By 2000, the State of Israel had realized that the Israelization of these Arabs was not going to work and they had better give them their own committees for writing books, their own text, heritage and means for identity formation. Most of the texts used are from between the 1920s and 1960s, from Egypt, Syria, Iraq and Lebanon, and have nothing to do with the Arab community in Israel. More importantly, none of the texts are written by women from within Israel or in the Arab world, so to find the presence of females I had to look for mothers.

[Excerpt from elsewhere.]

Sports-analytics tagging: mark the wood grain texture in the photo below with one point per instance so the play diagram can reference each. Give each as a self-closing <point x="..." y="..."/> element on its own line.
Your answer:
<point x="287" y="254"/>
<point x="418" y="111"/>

I found that for the fifth grade there are almost 70 texts, out of which only four deal with women. One is called "The Mother," the second "To My Mother, the third "A Letter to a Mother" and the fourth "Smile," which is the most intriguing. In this text, a girl is addressed by a poet who advises her to keep her virtue and purity as this is more important than knowledge; this can be read as encouraging nothingness, no life experience, and this is what is expected of our girls. In the third-grade books, two texts struck me: "In the Market" and "Anisa and Her Father." In the first, the plot involves a mother and daughter shopping in a market, culminating in the search for, and purchase of, the right dress. In "Anisa and Her Father," Anisa complains to her father that it is too rainy outside for her to play, so he gives a lecture on ecology, science, biology, animals and the environment. The mother from the first story is knowledgeable but in fashion only, while the father is knowledgeable in everything.

Breaking the paradigm

This paradigm has to be broken immediately. Toward this end, I decided to write my own texts, though in English. These texts teach identity through English and vice versa. They lead children from age four, stage after stage, in the formation of self-awareness. They learn about self and other, particular and collective identities, though in a context of contradiction, knowing they are a minority in a state that is ethnically, or politically, Jewish. The protagonists in my texts are equally girls and boys. I needed to regain the respect of my mother tongue, so I started teaching English not from the "ABC" but from the "m," "n,", "b," and "a." These are the sounds that Arab children learn first and which are thus already cognitively established in their minds. I flipped the paradigm so that once they study "m," "n," and "a," they have to form a word. They start with three letters in a word, then another letter is added to make more words; thus, as a result, they can bridge the gap between sounds and words. At first, people insisted this is not how English is taught, but it turned out to be the fastest way for Arab children to start reading English, by connecting letters to words. In order for these books to be used, there was a need for a framework, an educational institution, so I had to construct one. I called it "Q School," which is like an alternative "school after school.". It now has more than 400 children and 12 teachers, mostly women. "Q School" offers opportunities for Arab women who need another woman to create opportunities for them.

The Q School solution

I established Q School three years ago, juggling it with an already demanding career. My mother, a very loyal guardian of the tradition like many Arab women from an older generation, told me, "First, take care of your husband. Second, do you need money that much, creating more and more work?" I replied that it was, in fact, necessary as I wanted to buy back my respect, my mind and my future. I needed to be not only an active partner in my family but also a leader in society, and for that I needed a lot of money. As Virginia Woolf said in A Room of Her Own, I think a room is not enough. An institution or a business would be enough for women who are Arab, Muslim, a minority and trying also to be Israeli, to buy back their future. We need to reshape a vision of a self, an "other," and a direction for the future into something that is hopeful.

This article is based on her presentation at a TEDx conference.